O que tenho a dizer já o tinha dito aqui, e ontem no Público (quando, noto, pensava que a coisa tanto podia pender para o "Não" como para o "Sim"): tenho muitas dúvidas sobre a bondade dos referendos como modo de tomar decisões sobre matérias como esta. Reconheço-lhes virtudes, como, por exemplo, aquela que aqui assinalei: o debate sobre os temas europeus em França foi mais vivo e generalizado do que nunca. E se puxarem muito por mim, até reconheço virtudes ao próprio desfecho substantivo: uma vitória do "Sim" teria sido, em parte, uma vitória de um discurso algo chantagista ("uma Constituição não renegociável", quando nada na política é "não renegociável") e de alguns medos que, eles sim, são o que me metem medo ("a perda de poder da França" e coisas semelhantes).

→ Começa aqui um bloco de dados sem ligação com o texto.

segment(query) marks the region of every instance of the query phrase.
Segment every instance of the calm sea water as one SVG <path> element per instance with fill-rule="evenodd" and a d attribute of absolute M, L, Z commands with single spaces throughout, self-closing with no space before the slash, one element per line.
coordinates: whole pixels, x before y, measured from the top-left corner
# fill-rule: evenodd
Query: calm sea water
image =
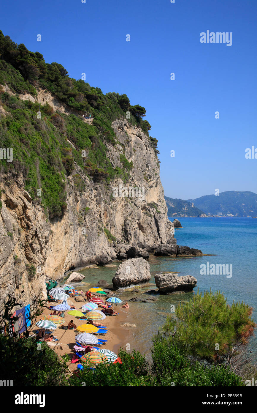
<path fill-rule="evenodd" d="M 173 221 L 173 218 L 169 218 Z M 203 254 L 215 254 L 192 258 L 151 256 L 149 259 L 151 281 L 154 275 L 161 271 L 174 271 L 179 275 L 191 275 L 197 280 L 200 292 L 218 290 L 224 293 L 229 304 L 243 301 L 253 308 L 253 318 L 257 323 L 257 219 L 252 218 L 181 218 L 182 228 L 175 230 L 175 237 L 180 245 L 201 249 Z M 200 265 L 207 264 L 232 265 L 232 277 L 226 275 L 201 275 Z M 116 263 L 118 265 L 119 263 Z M 111 282 L 117 267 L 89 268 L 82 271 L 86 276 L 85 289 L 93 286 L 99 280 Z M 80 285 L 81 285 L 80 284 Z M 144 294 L 155 284 L 148 286 L 140 293 L 125 291 L 120 296 L 128 299 L 135 296 L 147 298 Z M 83 289 L 84 289 L 83 288 Z M 172 296 L 155 296 L 158 301 L 153 303 L 131 303 L 126 322 L 134 323 L 132 337 L 130 338 L 131 348 L 146 354 L 148 358 L 153 334 L 165 322 L 170 306 L 176 306 L 183 299 L 188 301 L 193 293 Z M 118 307 L 117 307 L 118 308 Z M 121 310 L 120 309 L 120 311 Z M 126 343 L 123 344 L 125 346 Z"/>

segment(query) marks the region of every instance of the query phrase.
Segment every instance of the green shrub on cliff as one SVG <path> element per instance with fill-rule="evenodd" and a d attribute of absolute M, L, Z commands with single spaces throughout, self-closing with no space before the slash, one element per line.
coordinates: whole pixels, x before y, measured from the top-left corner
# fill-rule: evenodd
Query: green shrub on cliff
<path fill-rule="evenodd" d="M 11 338 L 0 335 L 1 379 L 12 380 L 14 386 L 64 386 L 68 373 L 47 343 L 34 338 Z"/>
<path fill-rule="evenodd" d="M 243 377 L 252 369 L 246 354 L 255 327 L 252 312 L 243 302 L 228 305 L 220 292 L 198 291 L 178 305 L 175 318 L 167 317 L 163 331 L 193 360 L 231 366 Z"/>
<path fill-rule="evenodd" d="M 54 112 L 46 103 L 40 107 L 39 119 L 39 103 L 10 96 L 0 86 L 5 84 L 14 93 L 34 95 L 35 86 L 39 86 L 77 111 L 76 114 Z M 151 126 L 142 120 L 144 108 L 131 105 L 125 95 L 104 95 L 99 88 L 70 78 L 62 65 L 46 63 L 40 53 L 17 45 L 1 31 L 0 88 L 0 103 L 8 112 L 6 119 L 0 119 L 1 146 L 13 150 L 12 162 L 0 160 L 2 171 L 12 180 L 21 174 L 25 189 L 34 202 L 42 204 L 50 218 L 63 214 L 66 176 L 71 174 L 75 162 L 94 180 L 105 180 L 108 184 L 117 176 L 124 183 L 128 179 L 132 163 L 122 154 L 120 167 L 113 169 L 106 142 L 116 145 L 112 123 L 124 118 L 128 111 L 129 122 L 149 135 Z M 81 115 L 85 113 L 91 114 L 92 124 L 84 121 Z M 73 145 L 68 154 L 63 150 L 68 146 L 67 140 Z"/>

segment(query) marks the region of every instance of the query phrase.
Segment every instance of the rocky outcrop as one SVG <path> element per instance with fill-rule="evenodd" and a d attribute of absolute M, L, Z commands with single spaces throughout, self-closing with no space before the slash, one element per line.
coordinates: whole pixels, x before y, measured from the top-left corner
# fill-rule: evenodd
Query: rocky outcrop
<path fill-rule="evenodd" d="M 189 247 L 180 247 L 176 244 L 163 244 L 156 250 L 155 255 L 163 256 L 185 256 L 203 255 L 200 249 L 190 248 Z"/>
<path fill-rule="evenodd" d="M 66 282 L 67 284 L 69 284 L 69 282 L 78 282 L 81 281 L 85 278 L 85 275 L 83 275 L 82 274 L 80 274 L 80 273 L 73 272 L 70 274 Z"/>
<path fill-rule="evenodd" d="M 129 245 L 121 243 L 116 245 L 115 249 L 117 252 L 117 259 L 118 260 L 140 258 L 148 259 L 149 258 L 149 252 L 146 250 L 134 245 L 130 247 Z"/>
<path fill-rule="evenodd" d="M 4 90 L 12 94 L 7 87 Z M 41 100 L 54 110 L 76 114 L 50 93 L 37 91 L 36 97 L 27 94 L 20 97 Z M 12 297 L 21 306 L 30 303 L 33 311 L 39 299 L 46 298 L 47 276 L 60 280 L 66 272 L 77 267 L 106 265 L 116 259 L 147 259 L 149 252 L 155 251 L 158 255 L 177 254 L 159 164 L 149 137 L 126 119 L 114 121 L 112 127 L 116 144 L 104 144 L 113 169 L 123 168 L 121 154 L 133 164 L 125 185 L 121 178 L 108 185 L 94 180 L 75 162 L 72 173 L 64 178 L 67 208 L 61 218 L 50 218 L 40 198 L 32 199 L 24 190 L 22 174 L 14 182 L 11 172 L 1 170 L 0 299 L 4 302 Z M 68 140 L 67 145 L 73 147 Z M 83 183 L 83 190 L 78 182 Z M 40 182 L 38 185 L 40 188 Z M 130 188 L 141 188 L 144 196 L 127 196 Z M 119 190 L 118 196 L 113 196 L 115 188 Z M 127 284 L 134 281 L 136 278 Z"/>
<path fill-rule="evenodd" d="M 177 218 L 175 218 L 175 219 L 173 220 L 173 225 L 174 228 L 182 228 L 182 225 Z"/>
<path fill-rule="evenodd" d="M 147 282 L 151 278 L 147 261 L 144 258 L 132 258 L 120 264 L 112 281 L 114 287 L 120 288 Z"/>
<path fill-rule="evenodd" d="M 194 256 L 203 255 L 203 253 L 200 249 L 196 249 L 195 248 L 190 248 L 189 247 L 179 247 L 177 254 L 177 256 L 185 256 L 186 255 Z"/>
<path fill-rule="evenodd" d="M 197 280 L 192 275 L 178 277 L 177 274 L 156 274 L 155 283 L 161 294 L 169 295 L 179 292 L 190 292 L 196 286 Z"/>

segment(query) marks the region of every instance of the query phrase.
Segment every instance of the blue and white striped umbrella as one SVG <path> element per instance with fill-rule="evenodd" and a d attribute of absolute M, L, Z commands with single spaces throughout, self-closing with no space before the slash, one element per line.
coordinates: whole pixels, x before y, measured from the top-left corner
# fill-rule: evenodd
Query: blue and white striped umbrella
<path fill-rule="evenodd" d="M 91 310 L 95 310 L 98 306 L 95 303 L 87 303 L 87 304 L 83 304 L 81 307 L 81 311 L 83 313 L 86 311 L 91 311 Z"/>
<path fill-rule="evenodd" d="M 54 294 L 57 294 L 59 293 L 62 292 L 63 294 L 65 293 L 65 292 L 63 288 L 61 288 L 60 287 L 55 287 L 54 288 L 52 288 L 49 291 L 49 294 L 51 294 L 51 295 L 53 295 Z"/>
<path fill-rule="evenodd" d="M 57 292 L 56 294 L 53 294 L 52 295 L 53 298 L 54 300 L 66 300 L 69 298 L 68 294 L 66 294 L 65 292 Z"/>
<path fill-rule="evenodd" d="M 109 361 L 112 361 L 113 363 L 118 358 L 117 354 L 116 354 L 113 351 L 111 351 L 110 350 L 107 350 L 106 349 L 100 349 L 98 350 L 99 353 L 106 356 Z"/>
<path fill-rule="evenodd" d="M 36 325 L 41 328 L 47 328 L 50 330 L 55 330 L 57 328 L 56 324 L 49 320 L 40 320 L 36 323 Z"/>
<path fill-rule="evenodd" d="M 122 302 L 121 300 L 120 300 L 119 298 L 117 298 L 117 297 L 110 297 L 108 298 L 108 300 L 106 300 L 108 303 L 121 303 Z"/>
<path fill-rule="evenodd" d="M 95 336 L 90 333 L 81 333 L 78 334 L 75 337 L 76 341 L 85 344 L 96 344 L 98 342 L 98 339 Z"/>
<path fill-rule="evenodd" d="M 53 307 L 52 309 L 55 311 L 67 311 L 67 310 L 70 310 L 71 307 L 66 304 L 58 304 L 58 306 Z"/>

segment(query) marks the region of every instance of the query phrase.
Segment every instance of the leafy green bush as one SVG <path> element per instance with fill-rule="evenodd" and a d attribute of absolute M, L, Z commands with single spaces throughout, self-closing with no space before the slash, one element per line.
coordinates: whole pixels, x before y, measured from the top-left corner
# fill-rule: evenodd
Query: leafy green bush
<path fill-rule="evenodd" d="M 68 370 L 53 350 L 33 337 L 12 338 L 0 335 L 1 379 L 14 386 L 65 386 Z"/>
<path fill-rule="evenodd" d="M 104 228 L 104 232 L 106 234 L 106 236 L 108 240 L 109 240 L 109 241 L 115 241 L 115 242 L 116 242 L 117 241 L 117 240 L 116 239 L 115 237 L 113 236 L 113 235 L 111 235 L 109 230 L 108 230 L 107 228 Z"/>

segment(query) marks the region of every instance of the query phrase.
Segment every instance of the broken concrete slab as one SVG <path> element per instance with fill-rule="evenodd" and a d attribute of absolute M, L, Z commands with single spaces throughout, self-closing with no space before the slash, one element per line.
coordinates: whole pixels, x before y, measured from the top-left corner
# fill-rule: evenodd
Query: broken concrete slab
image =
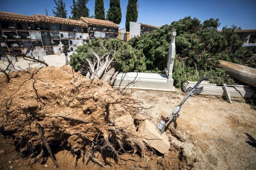
<path fill-rule="evenodd" d="M 228 88 L 226 86 L 223 86 L 223 89 L 224 89 L 224 91 L 226 94 L 226 96 L 227 96 L 228 101 L 228 103 L 232 103 L 232 101 L 231 101 L 231 95 L 228 90 Z"/>
<path fill-rule="evenodd" d="M 197 82 L 186 81 L 182 85 L 182 89 L 184 91 L 189 86 L 193 87 Z M 200 95 L 226 96 L 226 94 L 222 88 L 223 86 L 218 86 L 216 84 L 211 84 L 207 81 L 203 81 L 200 84 L 199 88 L 204 86 L 204 91 Z M 244 98 L 255 98 L 255 90 L 247 85 L 227 85 L 230 93 L 231 97 Z M 234 87 L 233 87 L 234 86 Z M 235 88 L 234 87 L 235 87 Z"/>
<path fill-rule="evenodd" d="M 168 152 L 170 144 L 169 138 L 165 133 L 160 135 L 156 129 L 156 126 L 145 119 L 140 128 L 142 140 L 151 147 L 163 154 Z"/>

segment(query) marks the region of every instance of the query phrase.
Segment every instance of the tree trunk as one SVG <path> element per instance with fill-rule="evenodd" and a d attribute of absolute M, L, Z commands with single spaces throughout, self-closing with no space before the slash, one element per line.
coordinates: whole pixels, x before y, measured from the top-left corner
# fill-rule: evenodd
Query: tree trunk
<path fill-rule="evenodd" d="M 232 77 L 256 87 L 256 68 L 223 60 L 213 65 L 224 70 Z"/>
<path fill-rule="evenodd" d="M 112 77 L 115 74 L 116 71 L 116 68 L 112 67 L 108 69 L 108 70 L 102 76 L 101 81 L 103 82 L 106 82 L 109 84 L 110 84 Z"/>

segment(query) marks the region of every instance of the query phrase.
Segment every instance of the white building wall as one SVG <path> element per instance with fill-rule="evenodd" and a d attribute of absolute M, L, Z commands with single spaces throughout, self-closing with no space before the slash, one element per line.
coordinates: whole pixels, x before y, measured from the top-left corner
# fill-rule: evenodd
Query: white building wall
<path fill-rule="evenodd" d="M 130 39 L 140 35 L 140 24 L 130 21 Z"/>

Contudo, importa não ignorar algumas coisas sobre este resultado. Por um lado, ele é também, em parte, uma vitória de medos, que neste caso encontram a sua expressão no proteccionismo económico (uma Constituição demasiado "liberal"), na intolerância religiosa e no nacionalismo mais primitivo ("não à Turquia"). Lamento imenso, mas a ideia de que a informação que este resultado fornece às elites políticas europeias é a da necessidade de "repensar-se a União de forma diferente da dos últimos anos, mais democrática, mais solidária, menos ambiciosa e mais prudente" parece-me simplesmente cândida. Pacheco Pereira projecta no "Não" as suas próprias motivações, ignorando as motivações reais dos eleitores franceses. Mas as que realmente contam são as deles, e não as dele. A mensagem que o "Não" fornece aos políticos europeus é a de os medos dos franceses terão de ser acomodados de alguma forma no futuro da construção europeia. E eu preferia que (estes) não fossem.

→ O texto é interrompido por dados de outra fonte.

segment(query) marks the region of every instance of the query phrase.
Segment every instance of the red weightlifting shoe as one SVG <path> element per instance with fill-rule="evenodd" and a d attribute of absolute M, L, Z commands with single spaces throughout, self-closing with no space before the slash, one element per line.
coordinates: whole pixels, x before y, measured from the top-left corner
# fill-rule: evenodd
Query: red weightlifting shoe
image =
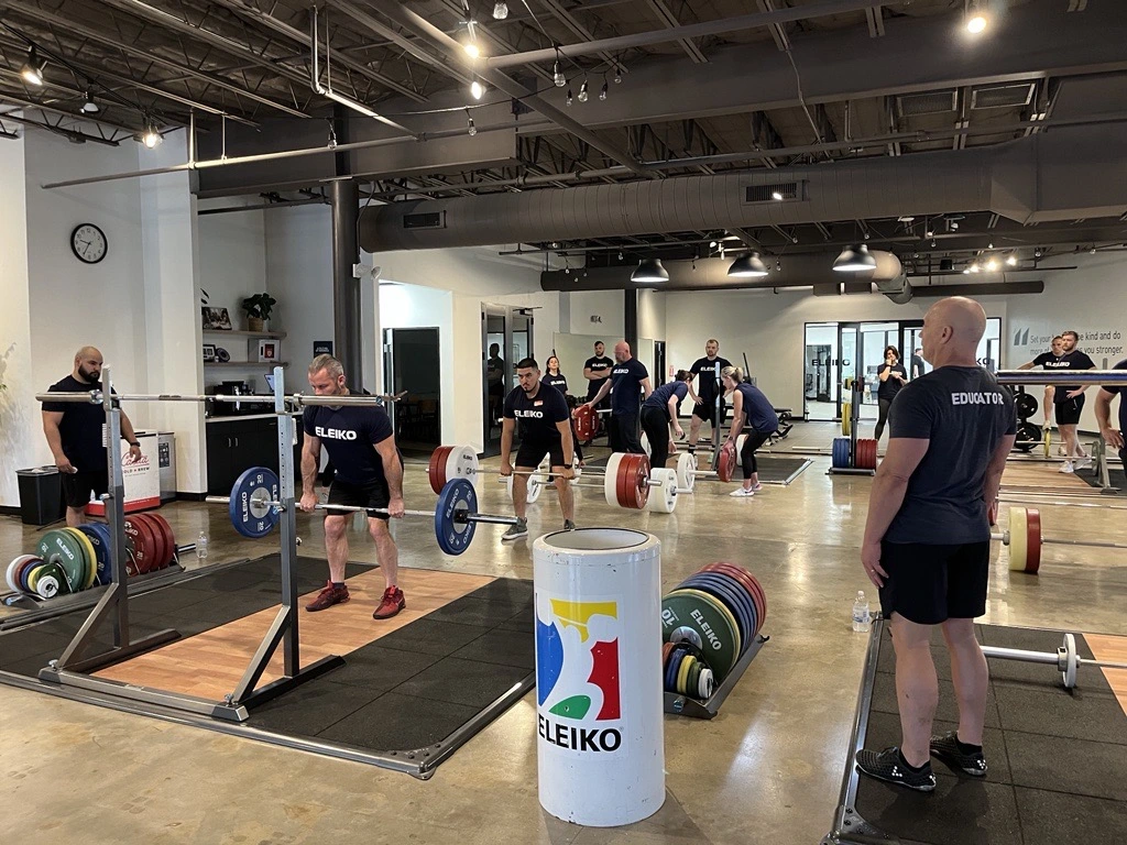
<path fill-rule="evenodd" d="M 383 598 L 380 599 L 380 606 L 375 608 L 372 619 L 391 619 L 406 606 L 403 592 L 399 587 L 388 587 L 383 590 Z"/>
<path fill-rule="evenodd" d="M 323 611 L 335 604 L 344 604 L 348 601 L 348 587 L 334 587 L 332 581 L 326 581 L 325 589 L 317 594 L 317 598 L 305 605 L 307 611 Z"/>

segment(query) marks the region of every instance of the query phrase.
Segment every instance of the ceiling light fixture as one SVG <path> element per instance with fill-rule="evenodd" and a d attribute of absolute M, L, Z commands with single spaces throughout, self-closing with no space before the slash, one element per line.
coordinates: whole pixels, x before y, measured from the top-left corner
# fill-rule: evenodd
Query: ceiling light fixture
<path fill-rule="evenodd" d="M 43 84 L 43 70 L 47 66 L 47 63 L 42 61 L 35 52 L 35 46 L 33 45 L 30 50 L 27 51 L 27 61 L 24 62 L 24 66 L 19 69 L 19 75 L 24 78 L 24 81 L 30 86 L 42 86 Z"/>
<path fill-rule="evenodd" d="M 659 258 L 644 258 L 630 274 L 631 282 L 668 282 L 669 272 L 662 266 Z"/>
<path fill-rule="evenodd" d="M 877 259 L 869 254 L 869 248 L 860 246 L 849 246 L 842 250 L 834 260 L 834 269 L 838 273 L 864 273 L 877 269 Z"/>
<path fill-rule="evenodd" d="M 762 278 L 767 275 L 767 268 L 760 254 L 752 252 L 733 261 L 728 275 L 731 278 Z"/>

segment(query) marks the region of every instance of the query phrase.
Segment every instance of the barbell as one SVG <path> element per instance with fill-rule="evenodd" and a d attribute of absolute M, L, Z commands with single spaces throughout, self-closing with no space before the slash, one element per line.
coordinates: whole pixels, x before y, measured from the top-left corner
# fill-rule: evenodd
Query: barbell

Por outro lado, não se pode ignorar outro aspecto fundamental. O resto da explicação da vitória do "Não" encontra-se em factores como a situação económica e social em França e a percepção por parte de muitos eleitores de que deviam e podiam usar o referendo para sinalizar o seu descontentamento, especialmente quando um governo que defende o "Sim" se encontra na pior fase do ciclo político e quando tantos franceses acham que o resultado não terá grande importância. Sendo assim, percebem-se mal os "pudores democráticos" que fazem com se fique tão chocado quando alguém sugere fazer um novo referendo. Basta que um novo referendo tenha lugar sob um governo socialista no início do seu mandato para que a probabilidade de uma vitória do "Sim" aumente exponencialmente. E então? O que faz com que este "Sim" valha menos ou seja "menos democrático" que o anterior "Não"? Na verdade, ambos são os resultados de uma pura "lotaria eleitoral". É certo que é sempre preciso arranjar uma maneira qualquer de tomar decisões e de lhes dar um verniz de legitimidade democrática, e os referendos servem para o efeito (por enquanto). Mas será a melhor maneira? Duvido.